John B. Babcok, was a 32 year old clerk from Marengo, IL., when he enlisted on August 8, 1862, at Marengo, as a 1st Sergeant, and was mustered into Co. A, 95th Illinois Infantry. Babcock stood 5 feet, 10 inches tall, and had fair complexion, blue eyes and black hair. He was promoted to 2nd lieutenant, on January 24, 1863, and 1st lieutenant on June 18, 1863. He resigned from the service on January 29, 1864. After the war he served as a member of G.A.R. Post 169 in Marengo, Illinois. He died on March 15, 1910.
Highlights of the Civil War Record of the 95th Regiment Illinois Volunteer Infantry:
It held an important position in its brigade during the charge of May 19th on the works at Vicksburg.
During the assault of May 22nd it gained an advanced position on the crest of the ridge near the enemy's works and encountered one of the most sweeping and destructive fires to which troops were ever exposed. The total loss to the regiment in these two charges, was 25 killed, 124 wounded and 10 missing.

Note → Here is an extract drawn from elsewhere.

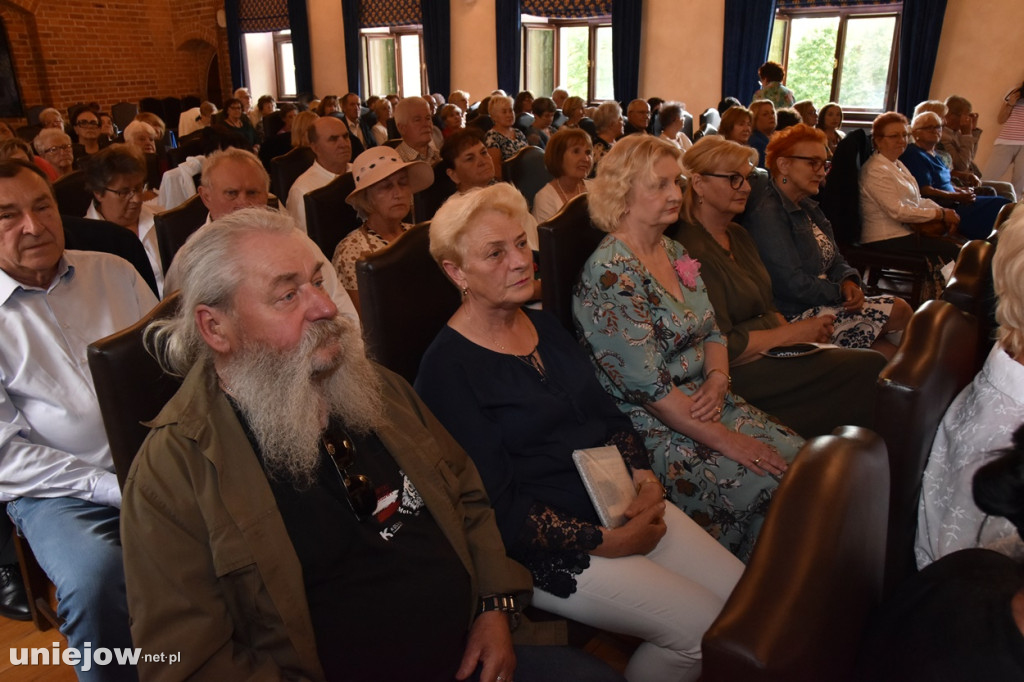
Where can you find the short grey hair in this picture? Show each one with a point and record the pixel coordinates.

It was engaged in the capture of Fort De Russy and in the battles of Old River, Cloutierville, Mansura, Yellow Bayou and all the movements of the Red River expedition, fighting a portion of the time in the battle of Yellow Bayou under one of the severest fires of artillery it ever experienced in a field fight.
It was in the thickest of the fray at Guntown and fought with undaunted bravery. Finally both flanks of the regiment were turned by overpowering numbers of the enemy and it was obliged to fall back or suffer entire capture. In this engagement the 95th was nearly annihilated and on this account it was given a few weeks' rest on its return to Memphis.
It took part in the battle of Nashville and in the pursuit of Hood's defeated army to the Tennessee River. During the summer of 1864 a detachment of the regiment, 100 men, participated in the battles of Kennesaw Mountain, Chattahoochee River, Atlanta, Ezra Church, Jonesboro and Lovejoy's Station.